Video Transcript

Danni Di Toro talks mental health with Beyond Blue about the gratitude mindset and dealing with setbacks


Brad McEwan: I'm here with Danni de Toro, Danni tell us why it's so important for people with a disability to speak about their mental health.

Danni Di Toro: I think it's important to start with the fact that there are 1 in 5 people in Australia that have a disability and we know from the research there's more mental health issues within that community. For me it's super important to speak about my mental health.

Brad McEwan: You mentioned these statistics there, how has mental health impacted on you?

Danni Di Toro: Mental health is, is all of it, isn't it? Like, you know we were born into a life and life is very challenging. For me, having an accident was its own real shift at 13. Being in a high elite level sport at such a young age, the perception was that I had it all under control.

I was doing Year 12. I was trying to get into a degree that required really high scores. I had just made my first Paralympic team in Barcelona in 92.

There were incredible expectations on me. When you feel that you don't have a community around you where you feel like how you actually feel isn't being supported or validated and there isn't a support network for that. For me it got to a place where I felt there was incredible hopelessness and real helplessness and that's a really scary place to be.

I feel quite shocked about that because now I feel like life is really precious and I feel like I'm so grateful to have the life that I have.

Brad McEwan: Mental illness can creep up on you, can’t it?

Danni Di Toro: That's an experience that everyone can relate to in a way one way or another. We know community is the most protective force out there.

For me, it's about reaching out being a little bit vulnerable and putting yourself out there. You know, sometimes it's the first person you speak to isn't the best person to speak to and it's important to keep working until you find the right person who is prepared to take that journey with you.

Beyond Blue is a great example. Any of those help lines are really good examples of places that you can pick up a phone and speak to anyone you don't have to divulge all of that stuff that can put you at risk that some people can feel like they're at risk if they speak too much about what's going on in their mental health.

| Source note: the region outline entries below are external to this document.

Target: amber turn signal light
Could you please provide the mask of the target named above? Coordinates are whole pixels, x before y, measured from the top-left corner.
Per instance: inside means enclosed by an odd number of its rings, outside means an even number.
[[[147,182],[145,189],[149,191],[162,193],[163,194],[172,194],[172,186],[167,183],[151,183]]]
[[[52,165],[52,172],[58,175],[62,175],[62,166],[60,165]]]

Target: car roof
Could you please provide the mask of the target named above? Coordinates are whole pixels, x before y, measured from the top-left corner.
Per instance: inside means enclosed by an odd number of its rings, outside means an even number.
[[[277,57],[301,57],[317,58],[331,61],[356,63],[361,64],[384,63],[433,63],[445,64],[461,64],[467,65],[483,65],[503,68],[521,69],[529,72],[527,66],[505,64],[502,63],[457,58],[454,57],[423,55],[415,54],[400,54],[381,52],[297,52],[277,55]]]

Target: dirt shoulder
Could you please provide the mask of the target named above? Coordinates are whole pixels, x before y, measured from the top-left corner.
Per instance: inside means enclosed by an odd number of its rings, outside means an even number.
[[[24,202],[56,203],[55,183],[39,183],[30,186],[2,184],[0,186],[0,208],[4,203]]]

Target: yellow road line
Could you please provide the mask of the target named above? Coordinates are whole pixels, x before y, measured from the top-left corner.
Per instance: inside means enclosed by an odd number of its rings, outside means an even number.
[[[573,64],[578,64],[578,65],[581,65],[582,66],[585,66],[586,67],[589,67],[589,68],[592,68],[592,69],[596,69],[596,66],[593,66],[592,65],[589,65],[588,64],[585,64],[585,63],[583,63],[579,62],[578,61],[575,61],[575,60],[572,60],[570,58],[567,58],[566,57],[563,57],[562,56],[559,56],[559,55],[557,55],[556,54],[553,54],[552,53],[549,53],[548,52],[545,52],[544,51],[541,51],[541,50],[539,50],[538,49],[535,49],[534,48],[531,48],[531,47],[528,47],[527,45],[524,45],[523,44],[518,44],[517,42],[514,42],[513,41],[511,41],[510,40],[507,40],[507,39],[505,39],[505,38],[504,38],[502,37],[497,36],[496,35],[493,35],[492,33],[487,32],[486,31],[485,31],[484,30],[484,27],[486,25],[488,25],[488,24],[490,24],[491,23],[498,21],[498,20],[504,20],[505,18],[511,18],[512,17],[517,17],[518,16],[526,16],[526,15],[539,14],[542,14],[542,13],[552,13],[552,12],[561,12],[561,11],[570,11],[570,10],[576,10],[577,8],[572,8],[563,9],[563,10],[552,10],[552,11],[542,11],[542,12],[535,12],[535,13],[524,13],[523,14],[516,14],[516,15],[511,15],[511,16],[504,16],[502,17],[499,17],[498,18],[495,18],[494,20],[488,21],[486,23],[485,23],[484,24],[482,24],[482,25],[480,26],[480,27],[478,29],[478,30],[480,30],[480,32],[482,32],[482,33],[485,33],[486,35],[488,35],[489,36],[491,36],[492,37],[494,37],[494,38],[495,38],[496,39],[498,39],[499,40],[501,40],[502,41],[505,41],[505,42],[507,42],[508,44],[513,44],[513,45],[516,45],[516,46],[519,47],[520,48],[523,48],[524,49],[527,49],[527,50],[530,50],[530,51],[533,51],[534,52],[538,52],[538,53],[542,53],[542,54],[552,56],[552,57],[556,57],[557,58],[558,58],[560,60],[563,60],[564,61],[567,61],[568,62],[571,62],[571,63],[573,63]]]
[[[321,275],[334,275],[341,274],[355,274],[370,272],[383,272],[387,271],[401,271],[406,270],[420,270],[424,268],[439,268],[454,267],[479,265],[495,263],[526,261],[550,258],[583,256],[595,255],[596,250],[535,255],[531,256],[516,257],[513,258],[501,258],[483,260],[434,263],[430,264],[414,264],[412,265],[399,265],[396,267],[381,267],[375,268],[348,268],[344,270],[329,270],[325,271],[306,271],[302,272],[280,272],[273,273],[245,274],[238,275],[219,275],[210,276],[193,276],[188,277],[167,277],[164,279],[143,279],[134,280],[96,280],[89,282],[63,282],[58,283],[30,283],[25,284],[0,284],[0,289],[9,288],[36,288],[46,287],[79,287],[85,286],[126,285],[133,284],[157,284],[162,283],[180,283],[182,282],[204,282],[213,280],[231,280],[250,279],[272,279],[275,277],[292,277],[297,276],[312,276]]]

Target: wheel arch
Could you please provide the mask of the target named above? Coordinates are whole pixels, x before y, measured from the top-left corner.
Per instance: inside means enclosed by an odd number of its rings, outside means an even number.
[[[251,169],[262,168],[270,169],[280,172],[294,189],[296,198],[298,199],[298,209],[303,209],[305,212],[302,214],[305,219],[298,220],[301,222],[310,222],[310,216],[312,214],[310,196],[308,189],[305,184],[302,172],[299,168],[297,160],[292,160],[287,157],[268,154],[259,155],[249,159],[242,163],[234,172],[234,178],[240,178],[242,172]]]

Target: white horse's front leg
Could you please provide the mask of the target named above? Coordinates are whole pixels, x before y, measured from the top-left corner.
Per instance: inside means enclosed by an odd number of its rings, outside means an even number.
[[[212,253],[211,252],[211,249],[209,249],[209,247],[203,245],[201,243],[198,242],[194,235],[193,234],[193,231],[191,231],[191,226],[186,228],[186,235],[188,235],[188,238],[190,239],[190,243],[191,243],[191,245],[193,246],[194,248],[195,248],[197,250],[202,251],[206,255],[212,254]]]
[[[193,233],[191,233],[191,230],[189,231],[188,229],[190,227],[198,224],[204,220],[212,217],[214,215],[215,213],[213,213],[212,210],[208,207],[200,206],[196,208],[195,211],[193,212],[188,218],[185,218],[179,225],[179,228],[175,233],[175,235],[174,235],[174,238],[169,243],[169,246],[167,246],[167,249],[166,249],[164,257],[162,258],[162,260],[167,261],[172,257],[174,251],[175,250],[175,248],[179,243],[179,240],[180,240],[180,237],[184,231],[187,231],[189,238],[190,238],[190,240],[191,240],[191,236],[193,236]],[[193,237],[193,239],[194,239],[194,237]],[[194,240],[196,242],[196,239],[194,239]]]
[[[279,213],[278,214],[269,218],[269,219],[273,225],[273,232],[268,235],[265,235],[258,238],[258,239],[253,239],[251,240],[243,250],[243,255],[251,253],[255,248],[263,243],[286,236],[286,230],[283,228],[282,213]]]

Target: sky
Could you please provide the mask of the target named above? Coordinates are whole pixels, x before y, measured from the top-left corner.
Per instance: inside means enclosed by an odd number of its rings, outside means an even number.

Brad McEwan: I think we wear any physical ailment we have like a badge of honour and yet we don't open up about our mental health do we? There's such an emphasis on our physical well-being but not our mental well-being.

Danni Di Toro: And for me that's a big part of it. Can we speak about mental health in the same way that we speak about our physical health? I know that when I am performing at my best, that's when I'm actually mentally at my healthiest and that's not an easy balance that requires a lot of support networks conversation and communication.

Brad McEwan: The narrative surrounding mental health is getting stronger and stronger. What do you hope that people can take out of it, going forward?

Danni Di Toro:: My hope is that down the track, we're not even having this conversation anymore. I want to be able to get to a point where that's a safe place for everyone and that we can all build upon that each and every day. You don't have to solve the world's problems for people but to be able to just be able to hear them, to spend time with them, to be present to them, is really powerful.